India will not compromise on its territorial integrity: FS Shringla
India has made it clear that it will not allow Beijing to unilaterally alter the status quo in eastern Ladakh
India stands firm that it will not compromise on its territorial integrity, said,Foreign Secretary Harsh Vardhan Shringla, pointing out that China’s step to unilaterally alter the status quo has led to the deterioration of the bilateral ties.
"It has contributed to deterioration in terms of the ties between our two countries because of the unusual step of China to seek to unilaterally alter the status quo," Shringla said in an interview with German tv channel, DW News.
“We are very, very clear that we will stand firm and resolute in our resolve not to allow our territorial integrity or sovereignty to be compromised,” he added.
India and China are engaged in a tension-filled standoff on the Line of Actual Control for the past over six months. Since May of this year, there have been a series of talks to resolve the tension; however, the stubbornness of the Chinese has only impacted the larger relationship.
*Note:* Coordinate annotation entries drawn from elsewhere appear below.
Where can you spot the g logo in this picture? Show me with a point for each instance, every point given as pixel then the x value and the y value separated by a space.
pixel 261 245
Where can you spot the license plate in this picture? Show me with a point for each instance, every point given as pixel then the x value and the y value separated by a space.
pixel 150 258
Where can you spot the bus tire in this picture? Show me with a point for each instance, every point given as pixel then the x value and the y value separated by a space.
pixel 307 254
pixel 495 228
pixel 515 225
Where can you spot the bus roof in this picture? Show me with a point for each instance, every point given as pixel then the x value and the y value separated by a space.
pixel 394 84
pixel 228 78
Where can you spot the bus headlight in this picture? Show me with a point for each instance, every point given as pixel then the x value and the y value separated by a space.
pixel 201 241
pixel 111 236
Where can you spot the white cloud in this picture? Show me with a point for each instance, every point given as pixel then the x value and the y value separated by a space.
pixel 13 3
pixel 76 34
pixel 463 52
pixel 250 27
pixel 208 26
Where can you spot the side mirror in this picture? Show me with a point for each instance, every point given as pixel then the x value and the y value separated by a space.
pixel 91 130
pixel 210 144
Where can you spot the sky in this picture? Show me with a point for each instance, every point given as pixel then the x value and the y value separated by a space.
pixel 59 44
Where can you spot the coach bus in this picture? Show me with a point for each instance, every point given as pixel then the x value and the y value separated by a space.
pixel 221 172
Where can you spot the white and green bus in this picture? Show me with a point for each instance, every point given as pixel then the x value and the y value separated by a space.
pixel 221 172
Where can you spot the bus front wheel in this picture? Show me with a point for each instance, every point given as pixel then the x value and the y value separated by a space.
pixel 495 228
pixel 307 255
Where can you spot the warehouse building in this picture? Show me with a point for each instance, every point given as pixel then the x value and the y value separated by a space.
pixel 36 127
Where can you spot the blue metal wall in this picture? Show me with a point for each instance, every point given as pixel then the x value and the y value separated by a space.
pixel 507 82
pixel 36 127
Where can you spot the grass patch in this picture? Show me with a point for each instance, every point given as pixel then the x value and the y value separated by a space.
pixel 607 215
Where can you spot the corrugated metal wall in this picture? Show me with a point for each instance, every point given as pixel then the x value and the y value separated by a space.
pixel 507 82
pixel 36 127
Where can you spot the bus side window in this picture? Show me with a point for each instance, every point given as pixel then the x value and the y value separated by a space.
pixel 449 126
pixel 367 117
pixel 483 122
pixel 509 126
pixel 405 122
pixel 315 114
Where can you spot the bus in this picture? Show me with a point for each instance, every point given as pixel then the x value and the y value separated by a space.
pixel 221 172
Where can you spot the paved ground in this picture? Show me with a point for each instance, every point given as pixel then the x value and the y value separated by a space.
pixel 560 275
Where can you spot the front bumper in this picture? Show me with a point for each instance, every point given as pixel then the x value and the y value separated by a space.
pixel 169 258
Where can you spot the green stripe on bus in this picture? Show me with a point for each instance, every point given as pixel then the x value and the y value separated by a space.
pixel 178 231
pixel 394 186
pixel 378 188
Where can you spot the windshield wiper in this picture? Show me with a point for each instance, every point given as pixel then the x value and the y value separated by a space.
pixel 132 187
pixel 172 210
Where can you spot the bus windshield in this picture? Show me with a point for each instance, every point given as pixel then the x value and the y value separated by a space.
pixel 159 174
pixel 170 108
"You have to keep in mind that there is no common perception on the border but yet if you seek to change where the current line where troops are then, of course, it does impact on the larger relationship. We are concerned that China has taken this step,” Shringla said.
Not only with India, but China is also engaged in territorial disputes with as many as 21 other countries.
Beijing claims sovereignty over all of the South China Sea. But Vietnam, Malaysia, the Philippines, Brunei, and Taiwan have counterclaims. In the East China Sea, China has territorial disputes with Japan.
Shringla said that the Quad, comprising Japan, India, Australia, and the US, works to bolster the capacities and abilities of the countries in the Indo Pacific within a manner that’s both constructive and cooperative.
It is a grouping of countries that have the same vision of a free, open, and transparent Indo-Pacific region and international rules-based order, international freedom navigation in global commerce, and also issues such as open connectivity, respecting the sovereignty and territorial integrity of states, he added.
Shringla was on a three-nation European trip to strengthen bilateral relations and discuss matters of mutual interest with France, Germany and the United Kingdom.